Introduction: Toll-like receptor 4 (TLR4) is activated by bacterial lipopolysaccharide (LPS) to mount innate immune responses that involve the initial release of pro-inflammatory cytokines, followed by the regulator, or anti-inflammatory, cytokines. Failure to constrain inflammatory responses results in acute and chronic inflammatory disease. Multiple molecular mechanisms are emerging to control the cytokine profile that is released after receptor activation.

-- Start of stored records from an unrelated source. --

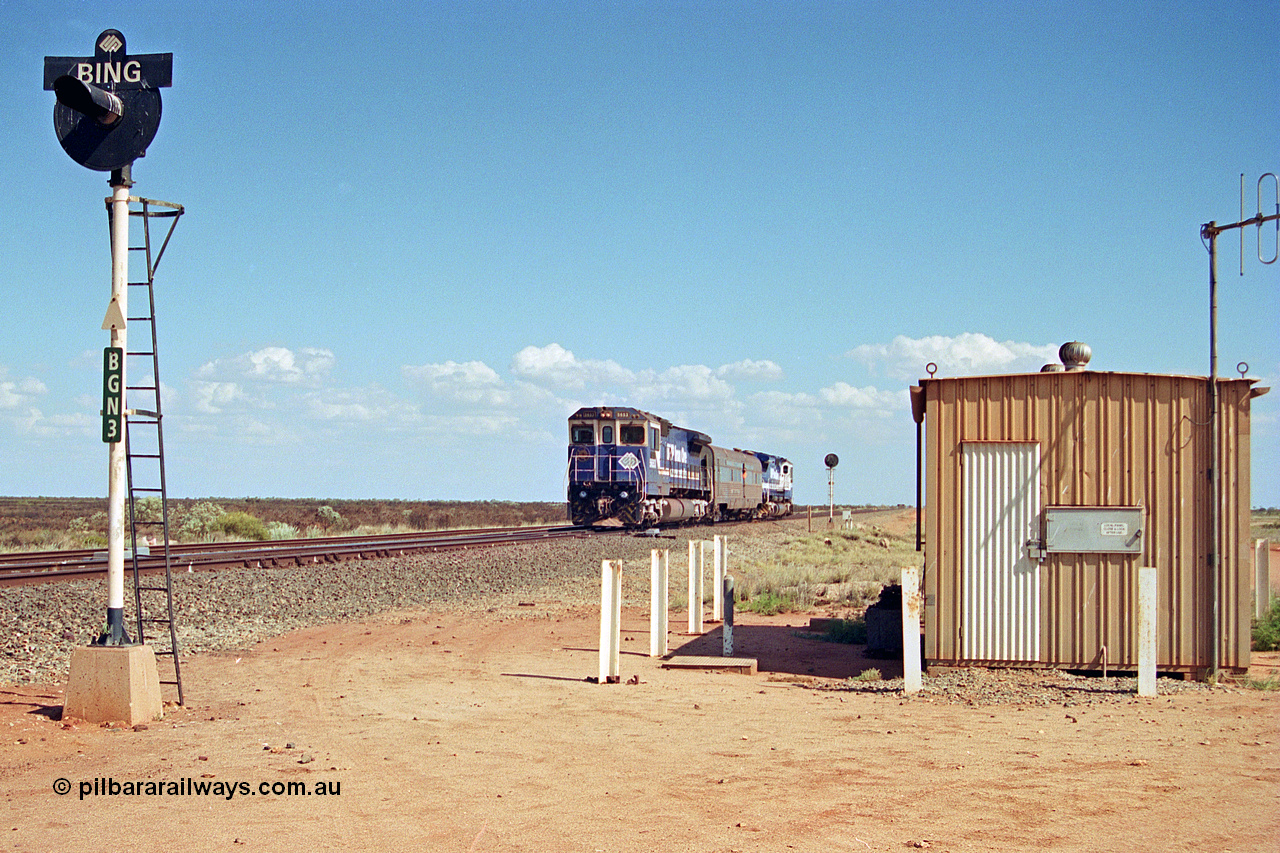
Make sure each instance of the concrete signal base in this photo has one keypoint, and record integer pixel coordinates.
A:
(113, 683)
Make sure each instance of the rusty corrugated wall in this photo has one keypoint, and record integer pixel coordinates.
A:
(1105, 439)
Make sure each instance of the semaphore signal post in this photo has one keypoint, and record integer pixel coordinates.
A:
(106, 115)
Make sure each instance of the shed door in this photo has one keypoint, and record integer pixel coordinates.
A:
(1001, 583)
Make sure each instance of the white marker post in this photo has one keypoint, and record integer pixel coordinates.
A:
(611, 619)
(912, 601)
(658, 568)
(694, 605)
(1147, 638)
(718, 553)
(1261, 578)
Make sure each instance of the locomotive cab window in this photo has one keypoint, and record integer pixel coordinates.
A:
(631, 433)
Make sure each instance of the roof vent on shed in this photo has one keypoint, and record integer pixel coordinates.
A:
(1074, 355)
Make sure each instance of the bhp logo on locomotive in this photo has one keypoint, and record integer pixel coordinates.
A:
(676, 455)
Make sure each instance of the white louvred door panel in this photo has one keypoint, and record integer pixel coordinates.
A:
(1001, 584)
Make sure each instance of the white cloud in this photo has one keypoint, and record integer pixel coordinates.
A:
(214, 397)
(39, 424)
(961, 355)
(558, 366)
(470, 382)
(749, 369)
(868, 400)
(309, 365)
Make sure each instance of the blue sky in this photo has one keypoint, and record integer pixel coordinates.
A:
(419, 236)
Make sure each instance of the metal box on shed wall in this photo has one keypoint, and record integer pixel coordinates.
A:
(1115, 442)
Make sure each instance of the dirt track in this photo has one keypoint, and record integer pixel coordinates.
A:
(476, 731)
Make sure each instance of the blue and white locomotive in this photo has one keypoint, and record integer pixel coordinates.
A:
(640, 469)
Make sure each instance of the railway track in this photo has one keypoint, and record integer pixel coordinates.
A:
(74, 565)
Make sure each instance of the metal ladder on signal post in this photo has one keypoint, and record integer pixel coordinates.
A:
(144, 443)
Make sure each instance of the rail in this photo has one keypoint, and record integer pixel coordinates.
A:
(211, 556)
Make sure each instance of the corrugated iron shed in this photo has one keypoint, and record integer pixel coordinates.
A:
(1002, 452)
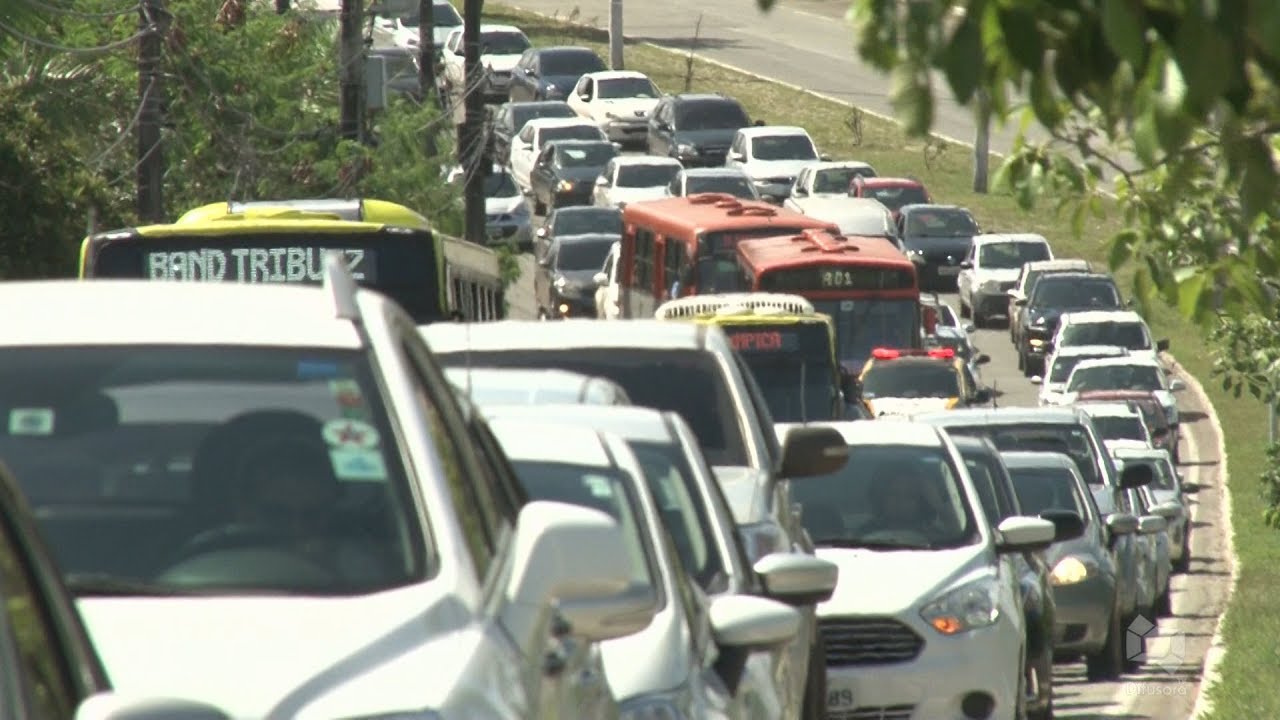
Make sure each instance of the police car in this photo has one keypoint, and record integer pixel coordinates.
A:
(904, 382)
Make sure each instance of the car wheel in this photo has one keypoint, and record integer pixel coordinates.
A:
(1109, 661)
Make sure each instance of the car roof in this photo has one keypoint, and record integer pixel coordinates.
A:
(540, 441)
(1101, 317)
(878, 432)
(178, 313)
(1109, 410)
(580, 333)
(630, 423)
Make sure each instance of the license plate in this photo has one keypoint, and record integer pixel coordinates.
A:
(840, 700)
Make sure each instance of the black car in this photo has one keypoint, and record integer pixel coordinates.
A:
(42, 641)
(695, 130)
(510, 118)
(576, 219)
(551, 73)
(565, 283)
(937, 238)
(999, 497)
(1052, 296)
(565, 172)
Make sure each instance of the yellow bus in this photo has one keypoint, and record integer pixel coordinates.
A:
(391, 249)
(789, 346)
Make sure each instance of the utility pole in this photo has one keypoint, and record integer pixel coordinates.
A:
(352, 68)
(471, 147)
(154, 24)
(616, 35)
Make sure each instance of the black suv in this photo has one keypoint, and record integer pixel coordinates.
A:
(1052, 296)
(695, 130)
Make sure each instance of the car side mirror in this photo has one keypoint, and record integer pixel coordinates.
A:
(577, 559)
(813, 451)
(796, 578)
(1022, 534)
(115, 706)
(1066, 525)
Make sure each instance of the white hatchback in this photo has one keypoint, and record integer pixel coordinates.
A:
(927, 618)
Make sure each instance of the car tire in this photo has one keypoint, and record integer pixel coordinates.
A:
(1107, 662)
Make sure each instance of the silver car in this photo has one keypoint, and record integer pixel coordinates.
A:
(670, 668)
(1089, 614)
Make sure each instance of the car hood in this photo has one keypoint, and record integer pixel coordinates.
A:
(744, 492)
(291, 656)
(650, 661)
(908, 406)
(932, 573)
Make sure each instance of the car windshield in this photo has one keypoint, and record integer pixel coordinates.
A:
(892, 497)
(1011, 255)
(213, 470)
(1115, 377)
(622, 87)
(688, 382)
(647, 174)
(737, 186)
(784, 147)
(910, 378)
(583, 220)
(684, 514)
(940, 223)
(499, 185)
(572, 63)
(1129, 335)
(1112, 427)
(865, 324)
(1070, 440)
(583, 254)
(837, 180)
(503, 44)
(599, 488)
(1072, 292)
(595, 155)
(711, 115)
(1041, 490)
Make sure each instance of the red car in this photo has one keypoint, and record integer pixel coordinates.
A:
(1152, 414)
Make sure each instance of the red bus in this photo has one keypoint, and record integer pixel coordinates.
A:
(686, 244)
(867, 286)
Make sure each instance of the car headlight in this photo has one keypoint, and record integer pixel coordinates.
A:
(1069, 572)
(760, 540)
(967, 607)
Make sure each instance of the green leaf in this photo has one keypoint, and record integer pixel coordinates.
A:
(1124, 27)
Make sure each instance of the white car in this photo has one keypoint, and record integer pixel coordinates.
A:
(607, 287)
(397, 23)
(501, 48)
(772, 155)
(528, 144)
(1059, 365)
(1124, 328)
(1127, 373)
(284, 513)
(991, 270)
(826, 180)
(927, 616)
(620, 101)
(632, 178)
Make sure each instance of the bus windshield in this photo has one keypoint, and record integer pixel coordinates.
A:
(402, 265)
(791, 364)
(865, 324)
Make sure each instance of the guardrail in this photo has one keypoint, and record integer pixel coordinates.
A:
(474, 281)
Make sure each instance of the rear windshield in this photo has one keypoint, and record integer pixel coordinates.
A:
(402, 267)
(689, 382)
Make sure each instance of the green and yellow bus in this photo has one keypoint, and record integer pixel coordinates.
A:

Results: Here we find TLR4 complexes localised in LPS-induced dorsal ruffles on the surface of macrophages. The small GTPase Rab8a is similarly enriched in these membrane domains. By using mass spectroscopy and biochemical mutational analysis, we have established a direct interaction between Rab8a and the phosphatidylinositol 3-kinase γ (PI3Kγ). Knockdown of Rab8a or PI3Kγ, pharmacological inhibition, or genetic ablation of PI3Kγ all serve to reduce Akt signalling in response to LPS/TLR4. The cytokine profiles in cells depleted of Rab8a and mice lacking PI3Kγ were examined and we show that in both cases there is a dramatic increase in the production of the pro-inflammatory cytokines IL-6 and IL-12p40 with a concomitant decrease in the production of the anti-inflammatory cytokine IL-10. This was mirrored by inhibition of mTORC1 by rapamycin, illustrating that Rab8a/PI3Kγ function as a novel amplifier of the Akt/mTOR pathway downstream of TLR4.

Conclusions: Our studies introduce Rab8a and PI3Kγ as a novel complex and provide the first biochemical evidence for a Rab interacting with the immune-specific class IB PI3K. This positions PI3Kγ in a TLR4 cross-talk pathway that may serve as a pharmacologically relevant target during the innate immune response.